3. What are some common materials that are affected by thermal expansion?

Most materials are affected by thermal expansion to some degree, but some are more susceptible than others. Metals, plastics, and glass are commonly affected by thermal expansion, while materials like rubber and concrete have a lower coefficient of thermal expansion and are less prone to changes in volume.

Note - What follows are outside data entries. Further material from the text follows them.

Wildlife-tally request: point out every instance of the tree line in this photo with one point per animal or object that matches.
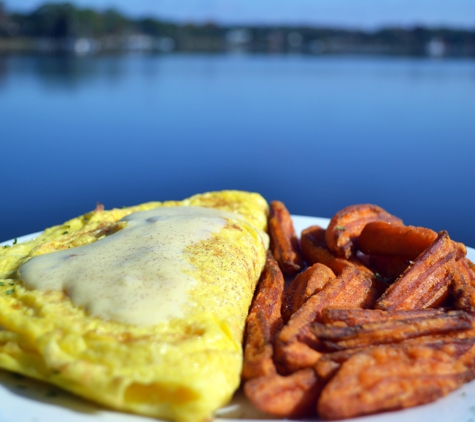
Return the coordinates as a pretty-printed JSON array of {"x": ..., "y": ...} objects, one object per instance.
[{"x": 64, "y": 20}]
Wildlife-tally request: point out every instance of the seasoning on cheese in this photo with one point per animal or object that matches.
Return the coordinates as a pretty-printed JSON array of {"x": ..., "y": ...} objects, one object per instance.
[{"x": 138, "y": 275}]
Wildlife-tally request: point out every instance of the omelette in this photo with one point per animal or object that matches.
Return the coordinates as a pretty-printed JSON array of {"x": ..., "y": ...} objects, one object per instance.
[{"x": 141, "y": 309}]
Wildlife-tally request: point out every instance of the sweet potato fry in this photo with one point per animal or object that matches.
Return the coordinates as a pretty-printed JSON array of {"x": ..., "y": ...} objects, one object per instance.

4. How can thermal expansion be controlled or minimized?

There are several ways to control or minimize the effects of thermal expansion. One method is to use materials with a lower coefficient of thermal expansion, such as ceramics or composites. Another approach is to design structures or devices with built-in flexibility to accommodate for changes in volume. Additionally, thermal insulation can help regulate temperature and reduce expansion.

5. Are there any practical applications of thermal expansion?

Thermal expansion has numerous practical applications, such as in thermometers, thermostats, and bimetallic strips. It is also utilized in the construction of bridges and buildings, where materials need to be able to expand and contract without causing structural damage. In some cases, thermal expansion can also be harnessed to generate energy in devices like steam turbines.